When asked if the NDP could be perceived as being opportunistic in the face of a crisis as they have called for such reverses all along, Notley stated the outbreak of COVID-19 merely reinforced what front-line health workers, physicians and service providers have been saying all along about the negative impacts by disruptions the Kenney government has brought to health care in the province by stretching resources too thin and imposing unilateral changes which affect how doctors and other medical professionals can deliver their care.
This current crisis has simply borne out what the province’s medical professionals have been saying; advice, she says, which has largely been ignored by the Kenney government to date.

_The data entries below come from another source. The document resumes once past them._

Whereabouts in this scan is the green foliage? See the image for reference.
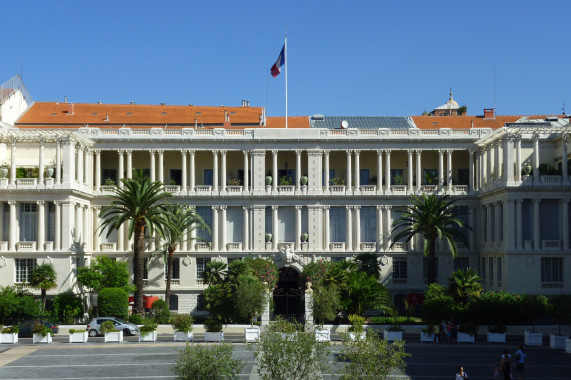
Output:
[97,288,129,319]
[339,334,410,380]
[100,321,117,334]
[248,330,330,380]
[52,290,84,325]
[129,314,143,325]
[174,343,244,380]
[312,286,342,326]
[77,256,135,294]
[0,286,43,324]
[171,314,194,333]
[151,299,171,325]
[234,275,268,325]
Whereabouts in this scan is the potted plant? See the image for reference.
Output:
[171,314,194,342]
[383,325,404,342]
[69,329,89,343]
[101,321,123,342]
[0,325,20,344]
[488,323,507,343]
[32,321,54,343]
[204,318,224,342]
[348,314,365,340]
[139,318,159,342]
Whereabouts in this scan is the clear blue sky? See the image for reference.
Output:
[0,0,571,116]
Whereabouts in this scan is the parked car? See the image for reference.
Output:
[18,320,59,338]
[87,317,139,336]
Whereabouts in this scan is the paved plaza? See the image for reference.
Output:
[0,333,571,380]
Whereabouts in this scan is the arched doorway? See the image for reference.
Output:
[274,267,305,321]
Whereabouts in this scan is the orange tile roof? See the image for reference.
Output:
[266,116,309,128]
[16,102,262,128]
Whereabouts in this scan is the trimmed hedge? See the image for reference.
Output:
[97,288,129,320]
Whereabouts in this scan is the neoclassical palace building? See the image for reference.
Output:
[0,77,571,313]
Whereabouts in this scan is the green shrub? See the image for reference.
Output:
[174,343,244,380]
[171,314,194,333]
[129,314,143,325]
[97,288,129,319]
[151,299,171,325]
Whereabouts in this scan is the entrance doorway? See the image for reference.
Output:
[274,267,305,321]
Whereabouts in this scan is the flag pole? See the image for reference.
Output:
[284,18,287,128]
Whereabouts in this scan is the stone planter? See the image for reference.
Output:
[420,331,434,342]
[488,332,506,343]
[244,327,260,343]
[32,333,52,343]
[69,331,89,343]
[174,331,194,342]
[204,331,224,342]
[383,330,402,342]
[549,334,567,350]
[105,331,123,342]
[458,331,476,343]
[523,330,543,347]
[139,330,157,342]
[315,329,331,342]
[0,333,18,344]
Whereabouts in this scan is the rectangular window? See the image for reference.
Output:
[165,257,180,280]
[15,259,36,283]
[196,258,210,280]
[541,257,563,282]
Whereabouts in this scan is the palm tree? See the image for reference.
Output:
[159,204,210,306]
[448,268,482,304]
[99,170,171,314]
[391,194,470,284]
[29,264,57,310]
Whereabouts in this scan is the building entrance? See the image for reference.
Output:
[274,267,305,321]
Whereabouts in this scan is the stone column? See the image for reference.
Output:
[272,206,279,251]
[533,198,541,251]
[295,150,301,194]
[218,206,226,252]
[212,206,219,251]
[243,150,250,194]
[323,206,331,251]
[376,206,383,252]
[36,201,46,252]
[353,206,361,251]
[345,206,353,251]
[408,149,414,194]
[8,201,16,252]
[117,150,125,188]
[295,206,302,252]
[54,201,61,251]
[323,150,331,193]
[242,206,250,252]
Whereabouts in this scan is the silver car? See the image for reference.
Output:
[87,317,139,337]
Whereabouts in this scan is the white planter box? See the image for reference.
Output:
[488,332,506,343]
[315,329,331,342]
[549,334,567,350]
[458,331,476,343]
[174,331,193,342]
[244,327,260,342]
[139,330,157,342]
[420,331,434,342]
[32,334,52,343]
[105,331,123,342]
[204,331,224,342]
[383,330,402,342]
[69,331,88,343]
[0,334,18,344]
[523,331,543,346]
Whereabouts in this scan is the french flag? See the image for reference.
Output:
[270,45,285,78]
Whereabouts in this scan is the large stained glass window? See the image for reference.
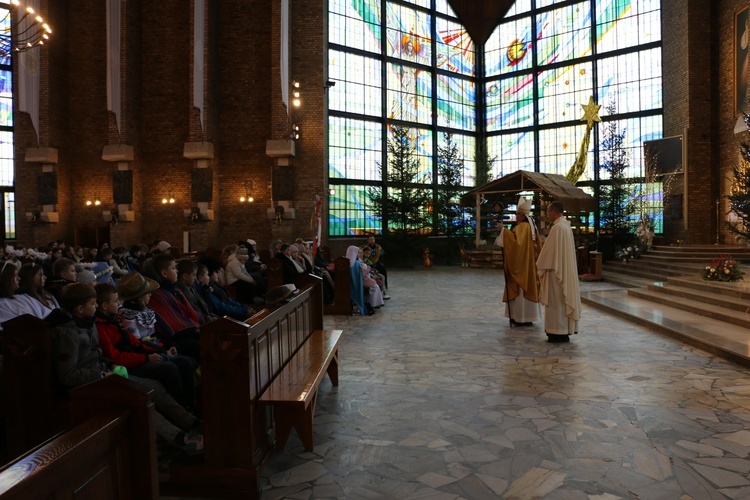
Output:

“It was always the case that we disagreed, for a number of good reasons, with the strategy adopted by the UCP to subsidize their $4.7-billion corporate handout by cutting the health-care services that are available to Albertans,” confirmed Notley. “However, that does not, in any way, shape or form, negate the very clear situation we are in now, where there is not a single expert who does not acknowledge that there is going to be a significant amount of pressure put on our health-care system in the weeks and months to come.”
Notley also called on the province to take action to introduce emergency economic measures to offset the effects of the COVID-19 shock to the world economy combined with a devastating drop in oil prices in recent weeks, including stimulus spending, forming a dual-party committee to deal with the crisis, and by immediately reversing $4.7 billion in corporate tax cuts introduced in last fall’s budget.
And finally, she called on both the federal and provincial governments to take strenuous actions to protect workers who may have to self-quarantine as the possibilities of a broader outbreak grow, including suspension of employer demands for doctors’ notes when people decide to self-quarantine, expanded EI benefits for those who may face layoffs as the crisis potentially grows, and the setting up of an income replacement fund for those who are self-employed or unable to access EI benefits while in the midst of a quarantine.